On the plus side, Grant Field GAICD, chairman of business advisory group MGI Australasia, says forming a board can ensure better corporate governance across a range of areas including purpose, corporate vision and strategic direction, branding, risk management, HR and accountability.
“Having a board also offers access to a wider skill-set and a broad level of experience and networks to draw on, as well as a greater degree of independent thinking. There is also the opportunity to bounce ideas off others. Two or more heads are always better than one,” he says.
But it’s important to remember engaging with the board will take time away from core business activities. Phil Owens, a business coach with The Bigger Game, argues if a decision needs board ratification to move ahead, it can constrain the flexibility small businesses need to pursue opportunities.
It’s also important to remember directors generally need to be paid. Costs vary depending on the nature of the board, as well as the size and industry of the business.
“For smaller family and privately-owned companies looking to set up a board for the first time, a director might cost between $2,000 and $4,000 per month or $25,000 to $50,000 a year.
“For larger family businesses with an existing board looking to replace a director, fees might fall between $3,000 and $5,000 a month or $35,000 to $60,000 per year or higher,” says Field.
However, it is important business owners do not let these figures deter them from establishing a board. Small businesses usually start out by appointing a more casual board of advisers who may not need to be paid, before creating a formal board of directors.
Another approach is to start out by working with a trusted mentor, before creating a board of advisers.
Andrea Michaels MAICD, managing partner of South Australian law firm NDA Law, explains that advisory boards help to improve the business’ strategic planning.

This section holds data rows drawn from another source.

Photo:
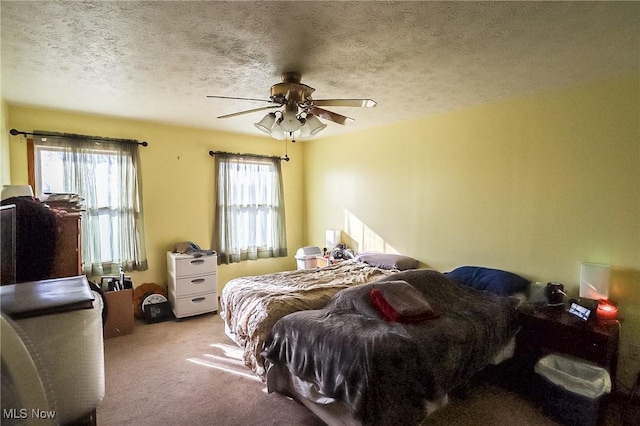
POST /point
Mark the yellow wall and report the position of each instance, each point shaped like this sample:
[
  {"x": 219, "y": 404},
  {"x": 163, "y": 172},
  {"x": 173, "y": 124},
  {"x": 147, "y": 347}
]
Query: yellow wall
[
  {"x": 177, "y": 182},
  {"x": 5, "y": 163},
  {"x": 534, "y": 185}
]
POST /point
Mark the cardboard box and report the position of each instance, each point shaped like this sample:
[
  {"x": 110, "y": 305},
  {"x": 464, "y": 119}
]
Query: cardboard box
[{"x": 119, "y": 313}]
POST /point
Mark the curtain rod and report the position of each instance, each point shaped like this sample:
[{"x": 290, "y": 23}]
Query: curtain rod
[
  {"x": 15, "y": 132},
  {"x": 285, "y": 158}
]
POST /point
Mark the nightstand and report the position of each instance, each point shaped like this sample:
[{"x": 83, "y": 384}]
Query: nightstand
[{"x": 553, "y": 329}]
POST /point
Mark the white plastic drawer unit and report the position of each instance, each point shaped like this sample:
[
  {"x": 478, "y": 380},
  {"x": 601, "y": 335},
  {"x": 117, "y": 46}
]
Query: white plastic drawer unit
[
  {"x": 195, "y": 304},
  {"x": 189, "y": 265},
  {"x": 196, "y": 284},
  {"x": 193, "y": 284}
]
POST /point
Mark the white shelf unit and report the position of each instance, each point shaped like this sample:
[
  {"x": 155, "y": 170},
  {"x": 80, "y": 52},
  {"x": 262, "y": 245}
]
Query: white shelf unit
[{"x": 193, "y": 284}]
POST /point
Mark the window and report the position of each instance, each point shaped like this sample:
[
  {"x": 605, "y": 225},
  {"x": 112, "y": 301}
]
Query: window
[
  {"x": 106, "y": 176},
  {"x": 250, "y": 219}
]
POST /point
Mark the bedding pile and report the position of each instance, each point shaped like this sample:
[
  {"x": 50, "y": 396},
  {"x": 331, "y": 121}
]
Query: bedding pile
[
  {"x": 385, "y": 371},
  {"x": 251, "y": 305}
]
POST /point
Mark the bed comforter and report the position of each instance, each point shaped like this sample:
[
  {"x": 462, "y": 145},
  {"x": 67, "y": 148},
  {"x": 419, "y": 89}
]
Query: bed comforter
[
  {"x": 250, "y": 306},
  {"x": 385, "y": 371}
]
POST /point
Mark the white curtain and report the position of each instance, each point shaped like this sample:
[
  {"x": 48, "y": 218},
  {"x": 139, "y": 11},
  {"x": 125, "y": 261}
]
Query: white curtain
[
  {"x": 250, "y": 217},
  {"x": 107, "y": 176}
]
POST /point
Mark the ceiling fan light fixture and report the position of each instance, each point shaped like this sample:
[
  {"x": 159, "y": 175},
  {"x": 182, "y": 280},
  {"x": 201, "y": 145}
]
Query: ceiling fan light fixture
[
  {"x": 314, "y": 125},
  {"x": 278, "y": 133},
  {"x": 267, "y": 123},
  {"x": 289, "y": 121}
]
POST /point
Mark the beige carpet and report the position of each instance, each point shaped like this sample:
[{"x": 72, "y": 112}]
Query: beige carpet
[{"x": 189, "y": 372}]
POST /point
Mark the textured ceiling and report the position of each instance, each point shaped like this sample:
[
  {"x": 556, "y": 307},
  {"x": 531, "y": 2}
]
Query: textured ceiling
[{"x": 159, "y": 60}]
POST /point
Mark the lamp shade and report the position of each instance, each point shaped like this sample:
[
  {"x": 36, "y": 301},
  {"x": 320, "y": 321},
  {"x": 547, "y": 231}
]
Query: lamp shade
[
  {"x": 267, "y": 122},
  {"x": 594, "y": 280}
]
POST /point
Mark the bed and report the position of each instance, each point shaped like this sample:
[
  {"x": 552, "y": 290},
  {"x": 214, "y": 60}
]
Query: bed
[
  {"x": 350, "y": 365},
  {"x": 251, "y": 305}
]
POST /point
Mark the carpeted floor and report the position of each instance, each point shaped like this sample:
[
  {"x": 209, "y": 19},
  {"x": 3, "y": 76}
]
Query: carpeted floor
[{"x": 189, "y": 372}]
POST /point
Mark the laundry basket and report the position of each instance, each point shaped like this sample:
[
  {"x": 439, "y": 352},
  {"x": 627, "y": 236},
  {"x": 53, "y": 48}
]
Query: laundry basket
[
  {"x": 572, "y": 389},
  {"x": 306, "y": 257}
]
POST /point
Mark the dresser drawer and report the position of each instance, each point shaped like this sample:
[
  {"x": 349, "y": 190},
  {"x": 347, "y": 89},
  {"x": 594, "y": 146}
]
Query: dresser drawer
[
  {"x": 196, "y": 284},
  {"x": 186, "y": 266},
  {"x": 194, "y": 305}
]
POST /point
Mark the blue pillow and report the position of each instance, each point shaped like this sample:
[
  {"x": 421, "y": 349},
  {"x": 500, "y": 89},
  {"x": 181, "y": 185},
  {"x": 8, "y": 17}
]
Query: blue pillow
[{"x": 495, "y": 281}]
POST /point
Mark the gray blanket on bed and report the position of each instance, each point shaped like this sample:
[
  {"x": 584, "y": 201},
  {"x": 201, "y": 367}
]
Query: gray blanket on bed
[{"x": 385, "y": 371}]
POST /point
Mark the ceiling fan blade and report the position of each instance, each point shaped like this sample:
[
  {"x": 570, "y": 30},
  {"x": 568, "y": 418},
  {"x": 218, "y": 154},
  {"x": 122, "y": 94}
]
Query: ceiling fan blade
[
  {"x": 249, "y": 111},
  {"x": 239, "y": 99},
  {"x": 331, "y": 116},
  {"x": 361, "y": 103}
]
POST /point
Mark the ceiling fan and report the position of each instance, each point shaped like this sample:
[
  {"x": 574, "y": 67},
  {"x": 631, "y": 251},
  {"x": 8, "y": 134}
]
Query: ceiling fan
[{"x": 300, "y": 112}]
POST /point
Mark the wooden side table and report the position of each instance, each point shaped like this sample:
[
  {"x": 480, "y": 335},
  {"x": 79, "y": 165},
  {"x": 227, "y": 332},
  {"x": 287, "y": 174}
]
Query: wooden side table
[{"x": 553, "y": 329}]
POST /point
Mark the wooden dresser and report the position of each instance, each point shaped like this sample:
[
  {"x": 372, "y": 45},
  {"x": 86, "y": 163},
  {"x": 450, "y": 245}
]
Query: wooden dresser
[{"x": 68, "y": 252}]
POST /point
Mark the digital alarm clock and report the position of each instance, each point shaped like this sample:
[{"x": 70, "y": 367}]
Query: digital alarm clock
[{"x": 583, "y": 308}]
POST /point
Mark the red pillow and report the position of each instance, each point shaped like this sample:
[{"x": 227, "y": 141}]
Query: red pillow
[{"x": 398, "y": 301}]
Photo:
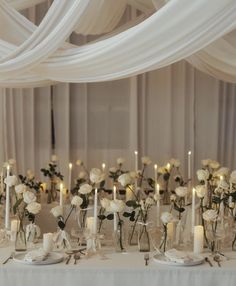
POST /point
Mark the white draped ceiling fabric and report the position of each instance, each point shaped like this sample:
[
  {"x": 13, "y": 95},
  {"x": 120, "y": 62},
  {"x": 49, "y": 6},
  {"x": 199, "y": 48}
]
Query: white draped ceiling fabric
[
  {"x": 160, "y": 34},
  {"x": 42, "y": 56}
]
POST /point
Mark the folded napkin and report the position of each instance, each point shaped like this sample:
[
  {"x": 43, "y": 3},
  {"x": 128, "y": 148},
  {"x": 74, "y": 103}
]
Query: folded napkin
[
  {"x": 179, "y": 256},
  {"x": 36, "y": 255}
]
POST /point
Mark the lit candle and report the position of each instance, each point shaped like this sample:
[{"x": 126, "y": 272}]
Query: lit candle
[
  {"x": 115, "y": 215},
  {"x": 158, "y": 203},
  {"x": 170, "y": 231},
  {"x": 61, "y": 194},
  {"x": 48, "y": 242},
  {"x": 198, "y": 239},
  {"x": 136, "y": 168},
  {"x": 193, "y": 210},
  {"x": 69, "y": 180},
  {"x": 95, "y": 211},
  {"x": 7, "y": 209},
  {"x": 90, "y": 223}
]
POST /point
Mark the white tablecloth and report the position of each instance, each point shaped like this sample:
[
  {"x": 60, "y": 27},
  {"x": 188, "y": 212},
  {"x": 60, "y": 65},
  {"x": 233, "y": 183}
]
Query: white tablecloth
[{"x": 118, "y": 269}]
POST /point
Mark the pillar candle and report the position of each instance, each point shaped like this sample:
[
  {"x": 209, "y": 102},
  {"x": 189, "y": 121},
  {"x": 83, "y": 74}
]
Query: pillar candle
[
  {"x": 48, "y": 242},
  {"x": 90, "y": 223},
  {"x": 7, "y": 209},
  {"x": 69, "y": 178},
  {"x": 198, "y": 239},
  {"x": 95, "y": 211},
  {"x": 115, "y": 215},
  {"x": 193, "y": 209}
]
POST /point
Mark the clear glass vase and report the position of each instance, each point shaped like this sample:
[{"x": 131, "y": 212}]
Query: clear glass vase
[
  {"x": 118, "y": 237},
  {"x": 143, "y": 239},
  {"x": 20, "y": 243}
]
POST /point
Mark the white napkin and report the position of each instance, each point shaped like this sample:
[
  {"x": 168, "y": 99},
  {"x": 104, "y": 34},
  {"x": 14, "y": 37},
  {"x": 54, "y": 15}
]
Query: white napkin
[
  {"x": 36, "y": 255},
  {"x": 179, "y": 256}
]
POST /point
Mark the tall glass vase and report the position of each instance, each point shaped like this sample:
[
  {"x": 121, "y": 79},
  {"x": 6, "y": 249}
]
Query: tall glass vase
[
  {"x": 20, "y": 243},
  {"x": 143, "y": 238}
]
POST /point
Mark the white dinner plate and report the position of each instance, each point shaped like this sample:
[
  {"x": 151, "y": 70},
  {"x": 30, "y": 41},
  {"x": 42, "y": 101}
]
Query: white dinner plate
[
  {"x": 162, "y": 259},
  {"x": 52, "y": 258}
]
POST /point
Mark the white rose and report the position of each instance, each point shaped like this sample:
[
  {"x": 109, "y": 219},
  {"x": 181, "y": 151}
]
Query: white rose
[
  {"x": 173, "y": 198},
  {"x": 120, "y": 161},
  {"x": 113, "y": 169},
  {"x": 57, "y": 211},
  {"x": 85, "y": 189},
  {"x": 146, "y": 160},
  {"x": 79, "y": 163},
  {"x": 105, "y": 203},
  {"x": 33, "y": 208},
  {"x": 116, "y": 206},
  {"x": 181, "y": 191},
  {"x": 202, "y": 175},
  {"x": 210, "y": 215},
  {"x": 223, "y": 171},
  {"x": 82, "y": 175},
  {"x": 149, "y": 201},
  {"x": 166, "y": 217},
  {"x": 205, "y": 162},
  {"x": 76, "y": 201},
  {"x": 214, "y": 164},
  {"x": 175, "y": 162},
  {"x": 29, "y": 197},
  {"x": 233, "y": 177},
  {"x": 20, "y": 189},
  {"x": 223, "y": 185},
  {"x": 54, "y": 158},
  {"x": 124, "y": 179},
  {"x": 10, "y": 181},
  {"x": 96, "y": 176},
  {"x": 201, "y": 191},
  {"x": 161, "y": 170},
  {"x": 30, "y": 174}
]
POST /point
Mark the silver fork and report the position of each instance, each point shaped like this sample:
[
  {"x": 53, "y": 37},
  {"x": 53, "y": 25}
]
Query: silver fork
[
  {"x": 146, "y": 258},
  {"x": 10, "y": 257}
]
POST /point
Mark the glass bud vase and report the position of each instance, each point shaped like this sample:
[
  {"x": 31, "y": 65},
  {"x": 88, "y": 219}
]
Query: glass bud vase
[
  {"x": 20, "y": 243},
  {"x": 118, "y": 237},
  {"x": 143, "y": 239}
]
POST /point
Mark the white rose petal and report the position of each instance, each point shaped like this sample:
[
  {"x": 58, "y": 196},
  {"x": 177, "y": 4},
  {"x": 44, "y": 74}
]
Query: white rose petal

“It can also be a step towards making business owners feel comfortable they won’t lose control of their business by appointing a board. This is a common concern with family businesses,” she says.
Michaels also states that business owners and senior management should also have their own mentors.
“This can help them with their individual performance,” she says.
Owens says an advisory board is useful in a fast-moving business environment.
“Often advisory boards are set up for specific challenges rather than ongoing interaction.”
Keeping up appearances
Another option is a supervisory board, which can be useful for ensuring compliance and defining and managing risk, particularly in businesses that operate in heavily regulated spaces.
Judy Sahay set up a board of advisers when she established her digital marketing business Crowd Media 18 months ago. The seven board members come from a range of areas, including engineering, finance and media. She says having a board gives the business gravitas when pitching for work.
“It’s important to find the right directors for your company. We try to meet up every eight weeks over Skype, a phone call or a coffee.We’re capital raising at the moment and it helps having venture capital represented on the board,” she says.
Kent Aughey FAICD, executive director of Ashington, a business sales specialist and private family office in South Australia, has extensive experience setting up boards for his family business and his own company. He set up a board for Ashington, his family’s business, when it was in a transitional phase. That board was eventually retired several years ago and he is currently in the process of setting up a new board.
The initial board was an opportunity to introduce non-family members into the business to help bring different, unbiased perspectives into the company. Aughey decided not to include the business’ existing accountant on the board because he was already an adviser to the business.
Instead, the board comprised a lawyer specialising in the property sector, a finance expert and an investment banker.
“Having the board helped me to better understand due process and think more deeply about the governance aspects of the business,” he explains.
Benefits of a board for SMEs
There are lots of advantages for small businesses that decide to put a board in place. Importantly, a board structure adds value by offering a higher-level view on the business than those who are working in the business day-to-day can take. Because they are not connected to the operational aspects of the business, board members can stand back and take a bigger-picture perspective.
They are often more easily able to consider substantial issues such as risk management, governance and overall direction than the business owner. Boards can also add a layer of corporate governance that is often missing in smaller entities. By paying closer attention to governance, and subsequently putting in place more formal governance structures, businesses put themselves in an advantageous position when it comes time to sell the company down the track.
Finally, appointing board members with a diversity of skill-sets exposes the business to a wider set of ideas that can be helped to push the business forward, as well as identify new markets and customer segments.